State revenue model shows $9.99/mcf LNG break-even if AKLNG costs rise 20%
A 20 percent rise in Alaska LNG construction costs would push the project's export break-even price to $9.99 per thousand cubic feet, the Alaska Department of Revenue told the House Resources Committee in a July 7 letter responding to questions legislators posed in May about higher-cost scenarios.
The department's baseline assumes $46.2 billion in real 2026 capital costs. At a 20 percent increase, Acting Commissioner Janelle L. Earls wrote, the project would need "an estimated nominal LNG break-even price in 2033 of approximately $9.99 per mcf" and would yield "estimated cumulative total state revenues through 2062 of approximately $25.4 billion." The source matrix shows the baseline at approximately $25.1 billion at the same $1.50 upstream gas price assumption, a difference of roughly $336 million over four decades. The same scenario produces an estimated nominal in-state break-even price in 2033 of approximately $5.28 per mcf.
The $9.99 figure matters because LNG futures prices for Asia delivery have been running in the $8 to $9 range. Chief Economist Dan Stickel told the House Finance Committee in May that "futures market prices indicate something in that $8 to $9 range," placing the higher-cost scenario above that range.

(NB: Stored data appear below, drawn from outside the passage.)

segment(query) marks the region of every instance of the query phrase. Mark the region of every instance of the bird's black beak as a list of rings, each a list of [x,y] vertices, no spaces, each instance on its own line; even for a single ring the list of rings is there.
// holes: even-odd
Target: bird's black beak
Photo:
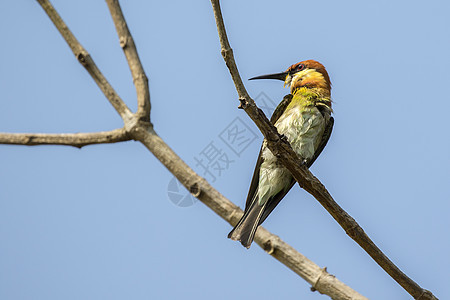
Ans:
[[[261,75],[261,76],[252,77],[249,80],[254,80],[254,79],[278,79],[278,80],[284,81],[288,74],[289,74],[289,72],[267,74],[267,75]]]

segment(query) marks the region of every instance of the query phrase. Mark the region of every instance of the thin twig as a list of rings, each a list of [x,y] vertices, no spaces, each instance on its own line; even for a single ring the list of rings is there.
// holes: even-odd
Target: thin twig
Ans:
[[[355,240],[395,281],[397,281],[415,299],[436,299],[433,294],[421,288],[416,282],[404,274],[389,258],[372,242],[356,221],[347,214],[331,197],[324,185],[302,164],[289,143],[283,140],[276,128],[270,124],[264,113],[256,107],[248,95],[240,78],[233,52],[228,42],[223,23],[219,0],[211,0],[217,31],[221,43],[221,53],[231,73],[236,90],[241,101],[241,107],[256,123],[268,142],[269,149],[279,158],[292,176],[308,193],[313,195],[320,204],[333,216],[345,232]]]
[[[0,144],[25,146],[63,145],[81,148],[87,145],[111,144],[130,139],[124,128],[101,132],[60,134],[0,132]]]
[[[77,58],[78,62],[80,62],[83,67],[88,71],[91,75],[92,79],[94,79],[95,83],[102,90],[103,94],[112,104],[112,106],[116,109],[122,119],[127,122],[132,116],[130,109],[126,106],[126,104],[122,101],[116,91],[109,84],[108,80],[106,80],[105,76],[103,76],[102,72],[98,69],[97,65],[91,58],[90,54],[84,49],[84,47],[78,42],[75,36],[72,34],[70,29],[64,23],[61,16],[55,10],[53,5],[48,0],[37,0],[39,4],[42,6],[44,11],[47,13],[48,17],[52,20],[53,24],[58,29],[59,33],[66,40],[73,54]]]
[[[141,60],[137,53],[133,36],[128,29],[127,22],[123,16],[118,0],[106,0],[111,13],[117,35],[119,36],[120,47],[123,49],[128,61],[128,66],[133,76],[136,88],[138,110],[137,117],[141,121],[150,122],[150,91],[148,88],[148,78],[145,75]]]

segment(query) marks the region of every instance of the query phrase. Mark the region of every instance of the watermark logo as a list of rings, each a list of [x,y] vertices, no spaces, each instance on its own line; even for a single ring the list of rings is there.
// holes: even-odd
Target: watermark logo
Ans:
[[[261,92],[255,102],[267,116],[273,114],[276,104],[265,93]],[[198,173],[212,183],[258,139],[258,135],[239,117],[231,121],[217,137],[194,156]],[[190,207],[198,201],[175,177],[167,185],[167,196],[178,207]]]
[[[202,175],[211,182],[215,182],[217,177],[222,175],[222,171],[228,170],[230,164],[235,162],[222,148],[214,145],[214,141],[211,141],[194,159],[197,162],[195,166],[200,167]]]
[[[175,177],[167,185],[167,196],[173,204],[179,207],[189,207],[198,201]]]
[[[234,119],[220,134],[219,138],[237,156],[253,143],[257,135],[239,117]]]

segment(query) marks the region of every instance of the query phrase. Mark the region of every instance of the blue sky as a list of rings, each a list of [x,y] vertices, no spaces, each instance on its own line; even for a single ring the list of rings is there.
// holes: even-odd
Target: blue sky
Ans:
[[[135,90],[104,1],[53,1],[116,91]],[[262,142],[220,56],[209,1],[127,1],[158,134],[243,207]],[[311,171],[374,242],[437,297],[450,297],[450,76],[446,1],[227,1],[243,78],[316,59],[333,82],[335,127]],[[1,132],[93,132],[122,121],[34,1],[0,10]],[[245,81],[258,104],[288,93]],[[238,120],[238,121],[235,121]],[[241,122],[239,155],[220,138]],[[325,299],[201,202],[168,197],[173,176],[139,143],[0,145],[1,299]],[[184,190],[180,190],[185,195]],[[173,198],[172,198],[173,199]],[[265,227],[370,299],[410,299],[295,186]]]

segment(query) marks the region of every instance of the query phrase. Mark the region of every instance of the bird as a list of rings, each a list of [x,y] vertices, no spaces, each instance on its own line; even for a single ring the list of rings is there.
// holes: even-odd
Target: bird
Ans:
[[[290,87],[290,94],[275,109],[270,122],[287,138],[309,168],[327,144],[333,129],[331,81],[325,67],[315,60],[293,64],[285,72],[250,78],[276,79]],[[250,248],[256,230],[295,184],[264,140],[250,184],[244,215],[228,234]]]

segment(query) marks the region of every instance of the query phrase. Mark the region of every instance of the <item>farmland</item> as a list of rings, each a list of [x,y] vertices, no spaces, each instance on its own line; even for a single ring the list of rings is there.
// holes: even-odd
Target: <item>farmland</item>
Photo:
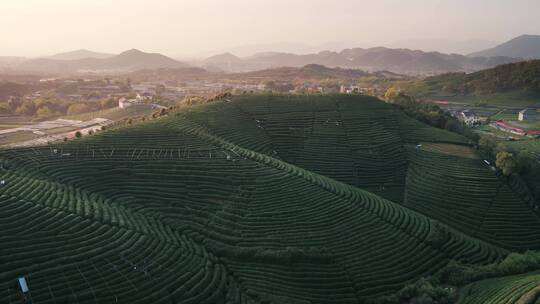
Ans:
[[[371,97],[264,95],[0,150],[0,298],[365,303],[540,249],[535,202],[468,144]]]

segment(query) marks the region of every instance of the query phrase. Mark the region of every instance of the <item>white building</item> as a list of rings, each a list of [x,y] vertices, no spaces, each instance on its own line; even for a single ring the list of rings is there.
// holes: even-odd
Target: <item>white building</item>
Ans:
[[[135,101],[136,101],[135,99],[128,100],[128,99],[122,97],[122,98],[118,99],[118,107],[120,109],[129,108],[129,107],[131,107],[131,106],[133,106],[135,104]]]
[[[538,112],[534,109],[524,109],[519,111],[519,121],[536,121],[538,120]]]
[[[480,122],[480,118],[471,110],[465,110],[459,113],[459,119],[470,126]]]

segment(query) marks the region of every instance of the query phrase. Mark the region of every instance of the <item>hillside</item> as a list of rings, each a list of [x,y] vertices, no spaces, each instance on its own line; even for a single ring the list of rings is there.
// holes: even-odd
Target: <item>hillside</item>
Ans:
[[[279,79],[280,81],[294,80],[324,80],[340,79],[344,81],[357,81],[362,77],[378,77],[387,79],[406,79],[407,77],[391,72],[366,72],[359,69],[328,68],[318,64],[309,64],[299,68],[282,67],[254,72],[229,74],[233,79]]]
[[[540,59],[540,36],[522,35],[494,48],[472,53],[471,57],[507,56],[513,58]]]
[[[76,51],[71,51],[71,52],[55,54],[47,58],[54,59],[54,60],[79,60],[79,59],[85,59],[85,58],[104,59],[104,58],[113,57],[114,55],[115,54],[98,53],[98,52],[93,52],[89,50],[76,50]]]
[[[510,57],[469,58],[456,54],[446,55],[437,52],[378,47],[370,49],[345,49],[341,52],[323,51],[306,55],[269,52],[244,58],[236,57],[232,54],[222,54],[195,64],[203,67],[219,68],[226,72],[249,72],[270,68],[302,67],[309,64],[317,64],[327,67],[422,75],[472,72],[515,61],[516,59]]]
[[[426,78],[425,92],[487,95],[512,91],[540,91],[540,60],[497,66],[471,74],[446,74]]]
[[[238,81],[261,83],[265,81],[324,81],[339,80],[343,82],[355,83],[362,78],[372,78],[373,80],[404,80],[409,77],[387,71],[366,72],[359,69],[328,68],[322,65],[310,64],[303,67],[282,67],[272,68],[244,73],[224,73],[212,72],[203,68],[189,67],[178,69],[140,70],[128,74],[136,81],[147,80],[214,80],[214,81]]]
[[[419,142],[466,140],[370,97],[245,96],[2,150],[1,295],[15,302],[25,275],[36,303],[359,303],[451,260],[540,248],[540,219],[512,190],[478,210],[481,233],[399,204],[426,191],[409,185]],[[481,165],[479,183],[501,183]]]
[[[487,279],[467,286],[460,304],[535,304],[540,295],[539,285],[538,272]]]
[[[76,60],[38,58],[26,60],[14,69],[32,73],[78,72],[132,72],[143,69],[182,68],[186,64],[158,53],[128,50],[107,58],[82,58]]]

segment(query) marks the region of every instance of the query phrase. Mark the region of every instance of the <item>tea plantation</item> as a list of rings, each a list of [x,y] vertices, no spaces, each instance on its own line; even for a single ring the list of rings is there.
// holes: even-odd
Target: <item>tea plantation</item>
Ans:
[[[519,185],[421,142],[467,144],[374,98],[245,96],[0,150],[0,303],[21,276],[33,303],[365,303],[540,247]]]
[[[539,273],[487,279],[465,287],[460,303],[536,304],[540,300],[539,286]]]

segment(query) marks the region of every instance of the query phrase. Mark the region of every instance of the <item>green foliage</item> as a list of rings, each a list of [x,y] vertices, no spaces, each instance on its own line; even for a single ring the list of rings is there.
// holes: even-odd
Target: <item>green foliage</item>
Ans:
[[[39,108],[36,114],[38,118],[49,118],[55,115],[55,113],[48,106]]]
[[[525,253],[511,253],[501,262],[488,265],[471,265],[452,261],[437,276],[443,283],[463,286],[483,279],[535,270],[540,270],[540,253],[527,251]]]
[[[508,153],[506,151],[501,151],[497,153],[496,165],[497,168],[501,169],[503,174],[506,176],[514,173],[517,168],[517,162],[514,154]]]
[[[473,142],[478,141],[479,136],[470,128],[463,125],[448,112],[441,110],[438,106],[419,102],[415,98],[400,92],[391,102],[407,115],[439,129],[446,129],[454,133],[461,134]]]
[[[391,296],[380,297],[367,301],[366,304],[451,304],[458,299],[457,289],[451,286],[441,286],[434,277],[421,278],[405,286]]]
[[[540,60],[497,66],[472,74],[452,73],[429,77],[426,91],[484,95],[515,90],[540,91]]]
[[[90,112],[91,108],[83,103],[75,103],[68,107],[67,114],[68,115],[74,115],[74,114],[81,114]]]
[[[36,113],[36,106],[32,102],[24,102],[17,107],[15,114],[33,116]]]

The July 7 letter also included a separate Phase 1-only analysis, an in-state pipeline scenario without LNG exports, showing an estimated nominal in-state break-even price of approximately $12.65 per mcf in 2033.
The letters also detail a production tax complication. Earls wrote that "incremental AKLNG production tax revenues are negative because upstream producers are assumed to incur additional lease expenditures at fields expected to supply gas to the project, primarily Prudhoe Bay and Point Thomson." The state's total production tax receipts remain positive but fall below the Spring 2026 forecast from 2029 through 2032. The department notes that the cumulative net impact of AKLNG on production tax is positive over the next decade under baseline modeling assumptions, while cautioning that dividing production and costs among individual companies and aggregating with each company's other North Slope fields could result in revenues that differ materially, and that oil prices and costs remain uncertain.
Independent analysts have raised broader questions about the baseline itself. A Public Citizen review of North American LNG terminals found average cost overruns of roughly 60 percent, suggesting actual costs could reach $87 billion or more, well above the 20 percent scenario the department modeled.
The conference committee continues to work through HB 381, the Alaska LNG tax bill. The sensitivity matrices the department provided cover capital cost increases up to 100 percent above baseline.